For its part, TransLink disputed the suggestion that its HandyDART service is poor. Spokesperson Dan Mountain told CTV News in an email that HandyDART had sufficient funding in 2022 to provide pre-pandemic levels of service, but that it received fewer requests for rides than it had in 2019.

“There were 29 per cent fewer HandyDART trip requests in 2022 compared to 2019, leading to less service delivered,” Mountain wrote.

He added that 99.6 per cent of customer-requested trips were met in 2022.

“HandyDART is a vital service and TransLink is committed to expanding HandyDART through 'Transport 2050: 10-Year Priorities,'" Mountain wrote. "TransLink’s contractor that delivers HandyDART service, First Transit, overwhelmingly met demand in 2022 – accommodating nearly 100 per cent of customer trip requests. TransLink will continue working closely with First Transit to ensure customers receive quality service.”

Still, in a news release accompanying Doherty's report Tuesday, various stakeholders expressed concern about the direction of TransLink's HandyDART service. Among them was Sam Wiese, president of the BC Federation of Retired Union Members (BC FORUM), who said she heard concerns from her members.

“With all due respect to taxi drivers, very few of them are proficient in the needs of mobility-challenged individuals. While a taxi driver may do their utmost to provide assistance, their bottom line is getting one passenger out as quickly as possible to go on to the next fare” said Wiese in the release.

She says HandyDART drivers are more inclined to know their needs, and take the time to ensure trip safety, compared to taxi drivers.

“Every time a new contractor takes over, years of efficiency gains are lost as new management implements new procedures,” said Mark Beeching, president of Amalgamated Transit Union Local 1724, the union that represents HandyDART workers, in the release.

He says this affects employee morale, efficiency, quality of service and workplace health and safety.

Doherty's report notes that the TransLink Mayors’ Council has talked about serving the region's growing population of seniors in the past, but its Transport 2050 planning document makes no mention of HandyDART, custom transit or paratransit.
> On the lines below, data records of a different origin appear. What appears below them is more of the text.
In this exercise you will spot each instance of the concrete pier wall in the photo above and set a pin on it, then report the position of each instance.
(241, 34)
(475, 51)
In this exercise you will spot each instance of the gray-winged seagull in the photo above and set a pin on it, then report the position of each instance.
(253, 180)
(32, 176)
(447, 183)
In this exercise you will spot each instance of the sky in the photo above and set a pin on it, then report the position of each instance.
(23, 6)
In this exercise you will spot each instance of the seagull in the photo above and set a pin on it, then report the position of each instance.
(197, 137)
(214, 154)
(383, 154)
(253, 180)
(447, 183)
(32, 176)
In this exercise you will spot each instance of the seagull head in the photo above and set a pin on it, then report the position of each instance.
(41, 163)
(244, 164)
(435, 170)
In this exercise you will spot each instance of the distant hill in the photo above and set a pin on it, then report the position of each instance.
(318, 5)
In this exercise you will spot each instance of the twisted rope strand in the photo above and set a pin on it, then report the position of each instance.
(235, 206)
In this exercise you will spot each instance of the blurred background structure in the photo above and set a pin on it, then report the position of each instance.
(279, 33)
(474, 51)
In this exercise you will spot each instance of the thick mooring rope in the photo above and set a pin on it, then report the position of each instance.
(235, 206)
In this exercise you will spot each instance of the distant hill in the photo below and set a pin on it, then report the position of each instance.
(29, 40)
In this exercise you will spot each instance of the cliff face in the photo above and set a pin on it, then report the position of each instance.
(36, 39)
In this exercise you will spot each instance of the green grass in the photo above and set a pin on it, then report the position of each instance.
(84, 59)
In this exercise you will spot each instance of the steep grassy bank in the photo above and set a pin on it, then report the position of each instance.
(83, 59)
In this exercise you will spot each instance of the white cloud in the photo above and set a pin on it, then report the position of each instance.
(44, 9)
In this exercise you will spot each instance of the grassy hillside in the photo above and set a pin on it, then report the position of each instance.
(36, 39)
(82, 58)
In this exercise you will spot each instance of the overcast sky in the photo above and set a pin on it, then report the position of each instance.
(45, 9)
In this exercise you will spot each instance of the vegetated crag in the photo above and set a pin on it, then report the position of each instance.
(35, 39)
“HandyDART service, like all public transit, is not a nice-to-have. It's a crucial, must-have piece of infrastructure that people rely upon every day,” said Stephen von Sychowkski, the president of the Vancouver and District Labour Council, in the release.
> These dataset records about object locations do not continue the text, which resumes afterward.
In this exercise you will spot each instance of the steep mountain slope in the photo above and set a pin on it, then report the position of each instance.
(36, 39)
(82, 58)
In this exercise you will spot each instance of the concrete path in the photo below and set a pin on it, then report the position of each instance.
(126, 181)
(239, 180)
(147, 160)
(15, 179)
“Riders and operators alike deserve a HandyDART system that is properly funded and puts people first, as part of the public transit system, not to enrich a private for-profit company. It's time for decision-makers to act."

The action the report concludes decision-makers should take is "insourcing" – bringing services that were previously contracted out to private companies back under public administration.

The report “Access for Everyone? Publicly Operated HandyDART in Metro Vancouver” by Eric Doherty at Ecopath Planning is available on the Ecopath website.